For the second time in my career (lucky me!) a co-worker fainted within 10 feet of me. I’ll be honest. I heard a thump, looked up, saw nothing – and assumed all was ok. Two minutes later a secretary noted, “Oh my God, _______’s down.”
All kidding aside, I feel like crap for ignoring the thump. So, if you hear an inexplicable sound – investigate.
Aside from ignoring the poor guy as he lay motionless (it’s our understanding that it was a case of extreme exhaustion from overworking), I realize that I hadn’t a clue what to do. Sure, call 9-1-1. I left that to someone else. Then I bee lined for the HR office and let them know, figuring someone there would be equipped for this type of situation. Beyond that, I was pretty helpless. In hindsight, I don’t remember a single employer telling me what to do to help a co-worker with a medical need. The only disease they’ve ever taught me about is sexual harassment.

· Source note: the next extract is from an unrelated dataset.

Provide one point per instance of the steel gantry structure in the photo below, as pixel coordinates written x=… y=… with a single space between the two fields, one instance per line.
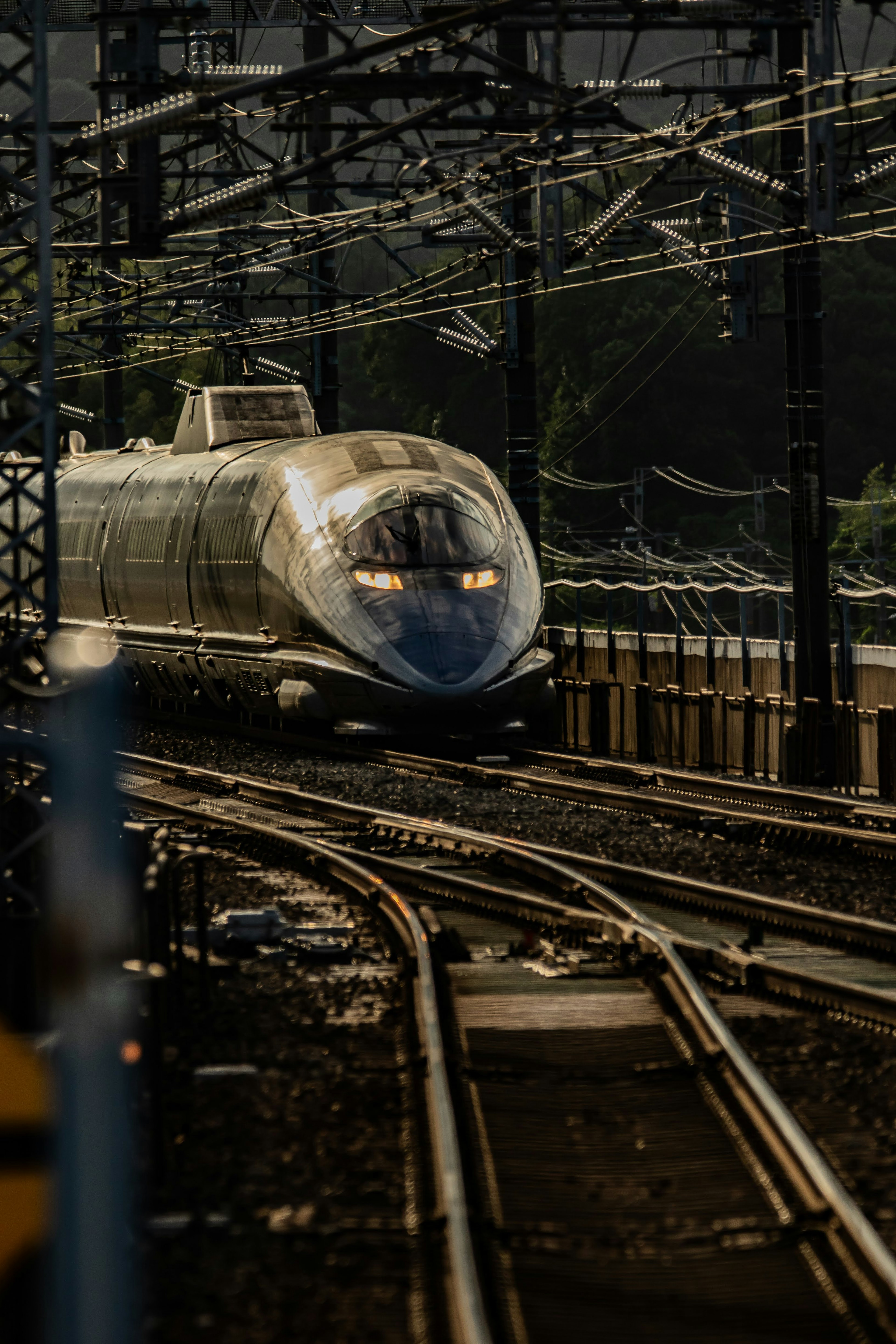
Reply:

So, let’s go over some quickie Dos and Don’ts.
– If possible, catch them BEFORE the thump. Signs to look for are sweating, shaking, or looking like a ghost,
– Remember that game “7-Up” from elementary school? “Heads down, thumbs up.” In this case you want the head of the fainter lower than the heart – and the legs raised up about a foot.

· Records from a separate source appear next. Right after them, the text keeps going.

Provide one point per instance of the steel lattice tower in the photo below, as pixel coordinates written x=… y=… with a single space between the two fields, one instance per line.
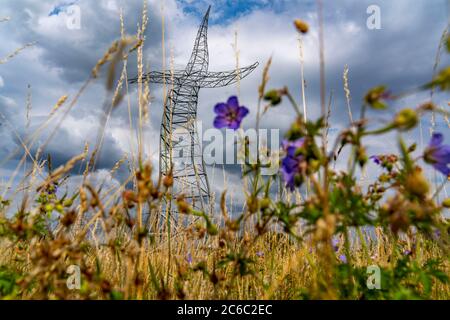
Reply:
x=180 y=145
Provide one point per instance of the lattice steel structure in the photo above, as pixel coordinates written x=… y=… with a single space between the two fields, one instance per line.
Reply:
x=180 y=145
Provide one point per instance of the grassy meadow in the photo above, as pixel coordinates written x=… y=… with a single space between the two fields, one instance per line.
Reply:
x=318 y=237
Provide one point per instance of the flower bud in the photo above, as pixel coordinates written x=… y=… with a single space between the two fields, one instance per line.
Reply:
x=273 y=96
x=417 y=184
x=406 y=119
x=301 y=26
x=375 y=97
x=446 y=203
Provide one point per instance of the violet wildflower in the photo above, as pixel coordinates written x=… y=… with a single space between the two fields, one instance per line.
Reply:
x=438 y=154
x=189 y=258
x=343 y=258
x=290 y=165
x=375 y=159
x=335 y=244
x=229 y=114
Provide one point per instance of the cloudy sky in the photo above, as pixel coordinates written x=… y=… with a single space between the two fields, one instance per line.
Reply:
x=400 y=55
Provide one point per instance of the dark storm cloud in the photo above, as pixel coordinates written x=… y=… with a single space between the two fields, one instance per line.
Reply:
x=400 y=55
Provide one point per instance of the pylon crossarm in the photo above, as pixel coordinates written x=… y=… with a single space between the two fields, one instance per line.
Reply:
x=222 y=79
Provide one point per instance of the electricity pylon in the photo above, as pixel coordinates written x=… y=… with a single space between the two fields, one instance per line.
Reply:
x=180 y=146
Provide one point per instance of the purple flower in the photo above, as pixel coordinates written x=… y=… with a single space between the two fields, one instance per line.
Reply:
x=376 y=159
x=260 y=254
x=189 y=258
x=290 y=165
x=438 y=154
x=335 y=244
x=436 y=234
x=230 y=114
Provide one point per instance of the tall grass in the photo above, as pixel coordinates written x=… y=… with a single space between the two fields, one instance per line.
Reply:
x=127 y=247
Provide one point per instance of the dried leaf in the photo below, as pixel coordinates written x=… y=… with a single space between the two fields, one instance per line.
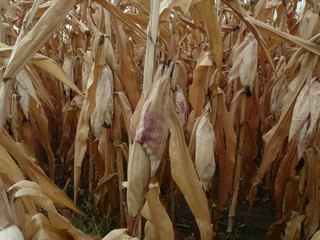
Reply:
x=184 y=175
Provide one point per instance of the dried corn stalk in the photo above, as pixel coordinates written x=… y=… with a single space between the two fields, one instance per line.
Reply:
x=205 y=144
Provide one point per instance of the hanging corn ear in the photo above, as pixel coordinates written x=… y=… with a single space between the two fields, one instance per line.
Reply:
x=149 y=143
x=205 y=144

– You don’t have to be Gene Simmons to gag on your own tongue ya know! Turn the person’s head to the side so that the tongue doesn’t fall back into the throat.
– Loosen any tight clothing. Today, the poor guy had his tie knotted up to his gills – and we all left it that way.
– Apply (room-temperature) moist towels to the person’s face and neck.
– Cover the person in a medium weight blanket or jacket – especially if they are shivering or have bluish lips.
Now for the Don’ts:
– No slapping or shaking! Save that for when they get a clean bill of health.
– No eating or drinking until you are 100% certain the person is fully conscious. Even though dehydration/low sugar could be the culprit – you’re likely best leaving this step to the pros.
There’s plenty more. Get your First Aid for Fainting here.
I’m not recommending you become a doctor – but you definitely don’t want anyone croaking on your watch. The above information is for informational purposes only. If you want the real hardcore scoop – consult your physician.
The good news is that the next person to faint at my feet has a fighting chance! But please fellow co-workers – if you must faint – save it for the weekend!